WASHINGTON, July 28, 2010 – Member of the Senate Committee on Commerce, Science, and Transportation are worried about unclear consumer online privacy policies and the negative effects of targeted advertising.
Representatives from Apple, Facebook, Google, The Cato Institute, AT&T, and the Annenberg School for Communication overviewed their current privacy policies and tools, and outlined the future of their privacy controls.
Bud Tribble, from Apple Inc., said Apple builds privacy protection into its devices instead of asking consumers to add protection through downloading applications. He focused on their location-based services, such as GPS applications, which a user must authorize before the application will function. This type of opt-in service gives more control to the user than the more commonly-practiced opt-out licensing agreements.
Facebook’s chief technology officer, Bret Taylor, also agreed that giving users easy control over their privacy settings is essential since the people who use Facebook supply all of its content. “Individuals use social technologies to connect and share information, but they also play an important role in policing the medium itself,” said Taylor. He said Facebook tried to ensure familiarity with their privacy settings by requiring all users to navigate through a privacy transition tool, where they had to confirm or change their privacy settings.
Alma Whitten, privacy engineering lead at Google, said they were focused on building transparency and user controls into their services. She said their Dashboard tool allows consumers to easily see, edit, or delete information from their Google account. She said that while there had been a security mishap with Google’s StreetView service, none of the collected data was ever shared and Google is working on a solution to prevent further problems.
Jim Harper, director of information policy studies at The Cato Institute, agreed that privacy online was mostly a user control issue. He addressed targeted advertising, which he said makes users feel like they have lost some of that control over their personal information. However, he doubted whether direct privacy legislation would improve the online privacy climate. He said the current privacy policies, or “fair information practices,” are too complex and inconsistent to have a real effect. Mandated privacy notices have not made improvements either since they rely on consumers actually reading those notices, which they often do not.

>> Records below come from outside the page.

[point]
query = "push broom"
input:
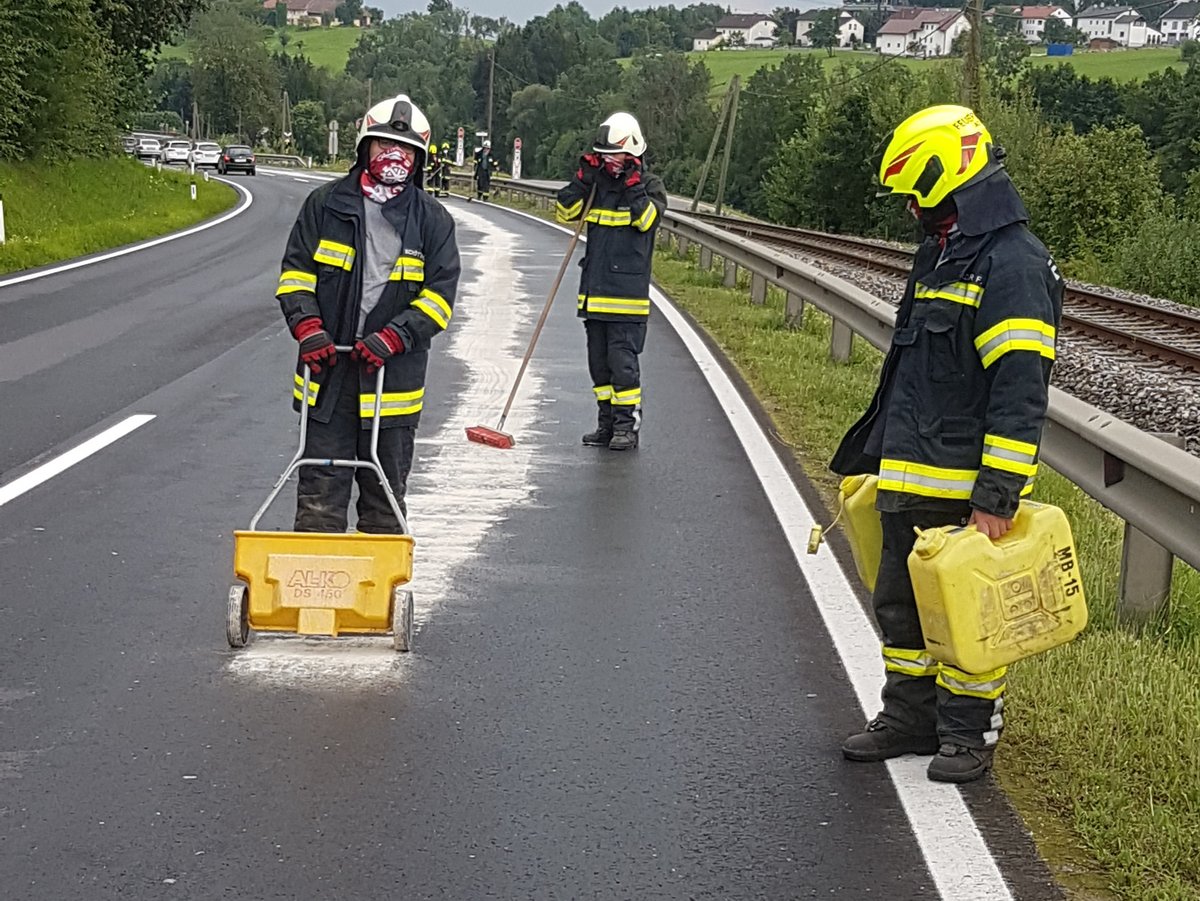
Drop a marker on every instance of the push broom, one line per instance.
(498, 437)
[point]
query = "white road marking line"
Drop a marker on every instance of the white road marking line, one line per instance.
(456, 496)
(65, 461)
(955, 852)
(247, 199)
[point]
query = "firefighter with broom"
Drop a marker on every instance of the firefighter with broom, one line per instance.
(615, 288)
(372, 263)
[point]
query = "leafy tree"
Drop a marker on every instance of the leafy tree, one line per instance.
(823, 32)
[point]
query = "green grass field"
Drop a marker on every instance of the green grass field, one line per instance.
(55, 211)
(1121, 65)
(327, 47)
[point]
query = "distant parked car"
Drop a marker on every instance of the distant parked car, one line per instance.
(205, 154)
(148, 149)
(177, 151)
(237, 156)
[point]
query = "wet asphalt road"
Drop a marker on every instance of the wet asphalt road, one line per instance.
(621, 688)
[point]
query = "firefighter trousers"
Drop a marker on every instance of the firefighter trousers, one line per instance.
(616, 377)
(323, 494)
(921, 696)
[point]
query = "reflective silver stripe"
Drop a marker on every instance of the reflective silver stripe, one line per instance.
(927, 481)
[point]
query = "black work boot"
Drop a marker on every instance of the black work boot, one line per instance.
(603, 434)
(880, 742)
(623, 439)
(955, 763)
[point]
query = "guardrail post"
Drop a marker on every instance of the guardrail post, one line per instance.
(1146, 566)
(757, 288)
(793, 312)
(841, 342)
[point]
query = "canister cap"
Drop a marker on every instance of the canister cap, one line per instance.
(929, 542)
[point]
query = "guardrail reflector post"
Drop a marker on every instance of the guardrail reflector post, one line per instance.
(793, 312)
(1146, 566)
(757, 288)
(841, 342)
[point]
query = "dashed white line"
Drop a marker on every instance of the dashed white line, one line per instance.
(69, 458)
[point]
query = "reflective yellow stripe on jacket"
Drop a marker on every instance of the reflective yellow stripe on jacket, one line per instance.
(615, 218)
(1009, 455)
(565, 214)
(293, 280)
(925, 480)
(966, 293)
(333, 253)
(298, 391)
(622, 306)
(1015, 335)
(435, 306)
(394, 403)
(408, 269)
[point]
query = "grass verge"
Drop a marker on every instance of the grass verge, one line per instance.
(55, 211)
(1102, 752)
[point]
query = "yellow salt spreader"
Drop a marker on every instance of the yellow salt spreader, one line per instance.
(323, 584)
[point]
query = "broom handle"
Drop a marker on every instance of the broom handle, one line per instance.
(545, 310)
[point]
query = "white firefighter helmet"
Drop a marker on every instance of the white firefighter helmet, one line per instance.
(619, 133)
(396, 119)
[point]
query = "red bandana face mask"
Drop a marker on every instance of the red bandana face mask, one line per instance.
(613, 164)
(387, 174)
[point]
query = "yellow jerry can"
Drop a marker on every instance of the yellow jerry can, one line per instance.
(315, 583)
(863, 529)
(985, 604)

Like Apple, Dorothy Attwood, chief privacy officer at AT&T said it is important to have privacy functions built in from the outset instead of leaving it up to consumers. She said AT&T had also consolidated 17 separate privacy policies into one with easy-to-understand language.
Joseph Turow, from The Annenberg School for Communication at the University of Pennsylvania, said he was concerned about some of the proposed privacy solution. He said applications like Google Dashboard give users the impression that they have “the whole picture about their privacy,” when they really just have some controls over their Google accounts.
He was also concerned about social discrimination resulting from targeted advertisements and the way people would be reduced to a number instead of as a respected individual. He suggested a limit on the amount of information that an online presence could hold about an individual or household.
Sen. Kerry (D-Mass) said that the policies are just too confusing. He was also concerned about incorrect or out-of-context information from a user that could cost someone a job or health insurance.